Erythropoietin-Mediated Neuroprotection in Insects Suggests a Prevertebrate Evolution of Erythropoietin-Like Signaling.

Abstract

The cytokine erythropoietin (Epo) mediates protective and regenerative functions in mammalian nervous systems via activation of poorly characterized receptors that differ from the "classical" homodimeric Epo receptor expressed on erythroid progenitor cells. Epo genes have been identified in vertebrate species ranging from human to fish, suggesting that Epo signaling evolved earlier than the vertebrate lineage. Studies on insects (Locusta migratoria, Chorthippus biguttulus, Tribolium castaneum) revealed Epo-mediated neuroprotection and neuroregeneration. Recombinant human Epo (rhEpo) prevents apoptosis by binding to a janus kinase-associated receptor, stimulation of STAT transcription factors, and generation of factors that prevent the activation of proapoptotic caspases. Insect neurons were also protected by a neuroprotective but nonerythropoietic Epo splice variant, suggesting similarity with mammalian neuroprotective but not with homodimeric "classical" Epo receptors. Additionally, rhEpo promotes the regeneration of neurites in primary cultured insect brain neurons and after nerve crush in an in vivo preparation. In contrast to neuroprotective and regenerative effects shared with mammalian species, no evidence for a role of Epo signaling in the regulation of neuro- or gliogenesis was found in insects.

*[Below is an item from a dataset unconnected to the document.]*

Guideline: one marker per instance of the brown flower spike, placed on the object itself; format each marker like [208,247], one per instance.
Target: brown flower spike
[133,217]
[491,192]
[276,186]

Similar structural and functional characteristics of the Epo binding receptors, partly shared transduction pathways that prevent apoptosis and the functional implication in neuroprotective and neuroregenerative processes in both mammalian and insect species, suggest that Epo-like signaling was already established in their last common ancestor. Originally functioning as a tissue-protective response to unfavorable physiological situations, cell injury, and pathogen invasion, Epo was later adapted as a humoral regulator of erythropoiesis in the vertebrate lineage.